A registered nurse (RN) is orienting an unlicensed assistive personnel (UAP) to the clinical nursing unit. The RN determines that the UAP needs further teaching if which action is performed by the UAP during a routine hand-washing procedure?
- A. Keeps hands lower than elbows
- B. Dries from forearm down to fingers
- C. Washes continuously for 10 to 15 seconds
- D. Uses 3 to 5mL of soap from the dispenser
Correct Answer: C
Rationale: The UAP needs further teaching if they wash continuously for only 10 to 15 seconds, as proper hand-washing requires at least 15 to 20 seconds of continuous scrubbing to effectively remove pathogens. Keeping hands lower than elbows is correct to allow water to flow from the cleaner area (forearms) to the dirtier area (hands). Drying from forearm to fingers is appropriate to prevent recontamination of hands. Using 3 to 5 mL of soap is adequate for effective cleaning.
A client who is admitted to the hospital for an unrelated medical problem is diagnosed with urethritis caused by chlamydial infection. The unlicensed assistive personnel (UAP) assigned to the client asks the nurse what measures are necessary to prevent contraction of the infection during care. The nurse tells the UAP that which intervention is needed for infection control?
- A. Enteric precautions should be instituted for the client.
- B. Gloves and mask should be used when in the client's room.
- C. Contact isolation should be initiated because the disease is highly contagious.

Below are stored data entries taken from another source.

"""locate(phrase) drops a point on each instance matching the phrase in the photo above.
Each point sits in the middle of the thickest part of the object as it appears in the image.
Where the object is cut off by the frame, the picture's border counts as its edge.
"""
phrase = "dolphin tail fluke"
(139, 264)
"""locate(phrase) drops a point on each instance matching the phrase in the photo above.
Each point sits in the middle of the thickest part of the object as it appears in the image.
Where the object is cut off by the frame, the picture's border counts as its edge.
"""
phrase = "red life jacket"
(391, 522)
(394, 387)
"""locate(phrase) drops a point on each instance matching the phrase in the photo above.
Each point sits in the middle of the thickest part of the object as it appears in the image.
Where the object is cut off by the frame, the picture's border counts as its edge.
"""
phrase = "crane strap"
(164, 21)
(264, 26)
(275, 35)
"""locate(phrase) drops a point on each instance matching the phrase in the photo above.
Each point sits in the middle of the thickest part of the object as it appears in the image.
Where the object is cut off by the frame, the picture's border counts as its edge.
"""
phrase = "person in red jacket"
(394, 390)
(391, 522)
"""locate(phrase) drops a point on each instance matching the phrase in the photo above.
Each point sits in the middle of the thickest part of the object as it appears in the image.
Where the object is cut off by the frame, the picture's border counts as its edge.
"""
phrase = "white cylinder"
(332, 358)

- D. Standard precautions are sufficient because the disease is transmitted sexually.
Correct Answer: D
Rationale: Chlamydia is a sexually transmitted infection. Caregivers cannot acquire the disease during administration of care, and standard precautions are the only measure that needs to be used. Recognizing the necessary precautions will help you in identifying the remaining options as incorrect.

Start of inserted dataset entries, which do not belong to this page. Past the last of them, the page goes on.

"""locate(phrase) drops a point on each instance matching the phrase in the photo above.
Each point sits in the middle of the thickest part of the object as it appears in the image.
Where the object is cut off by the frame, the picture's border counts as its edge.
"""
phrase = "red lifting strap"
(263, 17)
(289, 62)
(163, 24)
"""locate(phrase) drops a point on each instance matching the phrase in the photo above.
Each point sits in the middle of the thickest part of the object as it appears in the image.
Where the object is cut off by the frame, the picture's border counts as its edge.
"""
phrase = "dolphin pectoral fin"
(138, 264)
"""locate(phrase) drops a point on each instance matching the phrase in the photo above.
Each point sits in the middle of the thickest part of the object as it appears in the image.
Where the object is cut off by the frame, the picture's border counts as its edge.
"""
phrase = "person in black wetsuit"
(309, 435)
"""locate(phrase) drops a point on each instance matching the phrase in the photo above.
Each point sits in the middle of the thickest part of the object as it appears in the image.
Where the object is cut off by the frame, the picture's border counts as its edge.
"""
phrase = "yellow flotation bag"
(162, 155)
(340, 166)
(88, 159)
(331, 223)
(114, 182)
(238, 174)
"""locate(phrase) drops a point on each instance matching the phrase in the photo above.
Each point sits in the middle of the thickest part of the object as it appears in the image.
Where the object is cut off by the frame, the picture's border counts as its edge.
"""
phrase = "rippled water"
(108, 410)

The nurse is caring for a pregnant client with preeclampsia who is receiving a prescribed intravenous (IV) infusion of magnesium sulfate. To provide a safe environment, the nurse should ensure that which priority item is available?
- A. Tongue blade
- B. Percussion hammer
- C. Calcium gluconate injection
- D. Potassium chloride injection
Correct Answer: C
Rationale: Magnesium sulfate is a central nervous system depressant and relaxes smooth muscle. Toxic effects of magnesium sulfate may cause loss of deep tendon reflexes, heart block, respiratory paralysis, and cardiac arrest. The antidote for magnesium sulfate is calcium gluconate and should be available. An airway rather than a tongue blade is also an appropriate item. A percussion hammer may be important to assess reflexes but is not the priority item. Potassium chloride is not related to the administration of magnesium sulfate.
The nurse observes that a postoperative client has episodes of extreme agitation. Which is the best nursing measure to implement to prevent escalating the agitation?
- A. Gently hold the client's hand while speaking.
- B. Wait to approach until the client's agitation has subsided.
- C. Speak in a calm tone while moving slowly toward the client.
- D. Communicate with the client from the entrance to the room.
Correct Answer: C
Rationale: Speaking and moving slowly toward the client will prevent the client from becoming further agitated because any sudden moves or speaking too quickly may cause the client to have a violent episode. Holding the client's hand can be misinterpreted by a client to mean restraint. If the client's agitation is not addressed, it is likely to increase; therefore, waiting for the agitation to subside is not a suitable option. Remaining at the entrance of the room can make the client feel alienated.